Let's see.... Duck hunting.   Have i been there?  Yes.  Have I done that?  Yes.  Have I spent at least 10s of thousands of dollars (at the least) to do it to the best if my abilities in the best places in the US?   Yes.   Do I still do it as hard as I used to, forsaking family, job, money, to kill some birds that generally tastes like liver?  Nope.  But do I now have buddies who have made it big that I do business with  who allow me to tag along in thier 15k a yr private woods clubs when the time is right?  Yep.  Or family in the delta who call me when the gadwall show up on thier fish ponds?  Uh huh. Life as a part time "strike when the iron is hot" duck hunter is good. And for the record, it's not been good enough for me in Ga in a long time.


----------



## Duckbuster82 (Jun 8, 2021)

Para Bellum said:


> Good for you, good for your “group” and good for Texas.  We simply have different ideas on what great duck hunting is.  Likely an age thing.


So everyone has a different opinion of great duck hunting. So how do you know I never have seen it? Again what is your opinion of great hunting. You called me out yet have not given your definition.


----------



## Para Bellum (Jun 8, 2021)

Duckbuster82 said:


> All most people do is complain about the crowd and how terrible hunting is. Yet, they continue to beat their head against the wall have the same results and continue to groan. If you were to go to a restaurant that had a long wait, terrible service and poor quality food would you go back? So why make duck hunting sound so miserable and continue to go. Duck hunting is over crowded as is. But still would like you to tell me what great duck hunting is like, maybe tell the group so we know what to look for, something to gauge our experiences off of as we begin to prepare for the next season.



I may continue to groan every so often because something I loved more than life itself got really popular really quick.  I met my two best friends because of duck hunting.  I stuck it out for quite some time after it became the cool thing to do.  Battled the hoards of jack legs on public land.  Even battled the rich folk for leases for a season or two.  I’m no idiot though.  I quit.  Sold the boat.  The dekes.  Still go every so often but nowhere like what I used to.  Great duck hunting isn’t firing the first shot of the Arkansas opener.  It isn’t having the fastest mud motor at Bayou Meto.  It isn’t full straps when your buddies failed.  It just makes ain’t the same anymore.


----------



## Para Bellum (Jun 8, 2021)

Duckbuster82 said:


> So everyone has a different opinion of great duck hunting. So how do you know I never have seen it? Again what is your opinion of great hunting. You called me out yet have not given your definition.

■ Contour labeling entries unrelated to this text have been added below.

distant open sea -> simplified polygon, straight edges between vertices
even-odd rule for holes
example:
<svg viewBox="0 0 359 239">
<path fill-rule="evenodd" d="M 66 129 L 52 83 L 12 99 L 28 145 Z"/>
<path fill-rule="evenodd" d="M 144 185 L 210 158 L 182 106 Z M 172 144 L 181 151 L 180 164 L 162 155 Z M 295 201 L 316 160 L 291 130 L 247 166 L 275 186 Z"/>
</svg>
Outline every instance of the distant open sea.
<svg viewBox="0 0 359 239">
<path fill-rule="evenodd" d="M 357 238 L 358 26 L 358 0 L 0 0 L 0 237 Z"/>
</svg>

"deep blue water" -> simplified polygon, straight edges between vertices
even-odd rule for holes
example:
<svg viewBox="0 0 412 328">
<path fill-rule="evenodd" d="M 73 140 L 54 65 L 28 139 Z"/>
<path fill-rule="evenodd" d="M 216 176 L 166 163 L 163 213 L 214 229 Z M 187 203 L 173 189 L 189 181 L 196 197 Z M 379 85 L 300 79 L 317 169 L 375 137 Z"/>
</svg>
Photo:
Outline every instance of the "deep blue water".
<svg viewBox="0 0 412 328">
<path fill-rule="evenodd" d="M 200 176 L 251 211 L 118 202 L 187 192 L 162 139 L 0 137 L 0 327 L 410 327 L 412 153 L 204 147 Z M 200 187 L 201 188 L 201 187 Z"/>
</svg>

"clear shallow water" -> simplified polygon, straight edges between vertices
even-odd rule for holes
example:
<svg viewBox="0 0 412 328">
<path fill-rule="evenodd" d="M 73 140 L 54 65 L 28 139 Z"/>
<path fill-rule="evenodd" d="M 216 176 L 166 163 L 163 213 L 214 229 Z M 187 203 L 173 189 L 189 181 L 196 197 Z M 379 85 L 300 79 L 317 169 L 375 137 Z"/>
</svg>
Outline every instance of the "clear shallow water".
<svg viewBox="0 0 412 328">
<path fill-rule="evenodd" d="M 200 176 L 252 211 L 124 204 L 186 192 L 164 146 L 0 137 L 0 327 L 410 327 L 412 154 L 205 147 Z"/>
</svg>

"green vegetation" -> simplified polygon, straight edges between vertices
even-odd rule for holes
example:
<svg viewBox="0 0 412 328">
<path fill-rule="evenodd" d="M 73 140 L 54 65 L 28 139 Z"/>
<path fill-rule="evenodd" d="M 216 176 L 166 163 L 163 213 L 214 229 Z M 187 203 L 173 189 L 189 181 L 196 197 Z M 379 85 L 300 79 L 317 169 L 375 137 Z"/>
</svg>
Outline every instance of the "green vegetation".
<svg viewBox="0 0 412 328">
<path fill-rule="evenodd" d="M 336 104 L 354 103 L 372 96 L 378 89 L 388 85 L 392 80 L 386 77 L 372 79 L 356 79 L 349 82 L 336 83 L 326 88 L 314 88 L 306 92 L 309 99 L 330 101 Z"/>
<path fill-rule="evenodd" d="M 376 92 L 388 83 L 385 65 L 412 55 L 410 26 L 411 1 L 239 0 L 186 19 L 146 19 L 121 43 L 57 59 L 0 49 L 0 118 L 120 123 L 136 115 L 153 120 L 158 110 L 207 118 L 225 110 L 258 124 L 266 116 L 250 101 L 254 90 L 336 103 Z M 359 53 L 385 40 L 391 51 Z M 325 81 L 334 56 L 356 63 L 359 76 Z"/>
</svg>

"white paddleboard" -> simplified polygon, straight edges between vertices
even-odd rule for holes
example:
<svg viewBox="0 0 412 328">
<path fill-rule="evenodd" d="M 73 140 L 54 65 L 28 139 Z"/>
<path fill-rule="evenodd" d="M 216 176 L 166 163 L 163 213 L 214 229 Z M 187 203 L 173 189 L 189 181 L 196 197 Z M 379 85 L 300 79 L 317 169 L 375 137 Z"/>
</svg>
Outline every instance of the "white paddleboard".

You may very well have seen what your idea of great waterfowling is.


----------



## mizzippi jb (Jun 8, 2021)

A chuckle just came to me... Thought about chuuuuurios


----------



## Rich M (Jun 9, 2021)

I experienced years of great duck hunting at MINWR in the late 90s and early 2000s - and some of the inland lakes.  Covered in birds, multiple species, friendly folks around us, good laughs, and just plain fun times.  Having flocks of birds, sometimes numbering over 100 working the decoys is something to see and worth remembering.

Most of the time when we go duck hunting these days, we see few to none - I knocked down 3 ducks all season last year.  Sure as heck would not tell someone to drive down from GA to hunt MINWR unless you got family local.  With a little scouting you can probably get a mottled duck and scaup or two.  The teal, pintails, widgeon, etc. are tough to come by - especially if the birds are in an area you don't have a quota permit for.

To me, the idea of a good hunt is light atmosphere in the blind, laughs and chatter, and a couple flocks of birds willing to decoy.  Can still have a nice time without birds, but some decoying birds and a few laying feet up on the water always make it better.


----------



## kingfish (Jun 9, 2021)

Hunted MINWR back in the late 70's and early 80's when Pintail were 10 point birds and if you could identify birds on the wing you could kill 10 birds a piece.  Some unreal hunting back then, no quotas no crowds.  Duck hunters were looked upon as an odd group back then.


----------



## Uptonongood (Jun 9, 2021)

I hunted Butler Island back in the early and mid 80’s. By Georgia standards it was good duck hunting IF you knew how to hunt waterfowl. David Edwards was the manager and he really did a great job.

Most folks in Georgia do not have the opportunity to build their waterfowl skill sets because hunting is poor and there are too many hunters too impatient or unwilling to learn.

Great waterfowl hunting? Freelance hunting in northern Alberta, Canada, 24 honkers AND 24 mallard and pintails (limits) by three guys in bout an hour and a half. The birds were all taken in dry pea fields, feet down coming into full body goose decoys. No exaggeration. The three hunters were all experienced, skilled and patient hunters schooled by experiences in several states with much better hunting than Georgia.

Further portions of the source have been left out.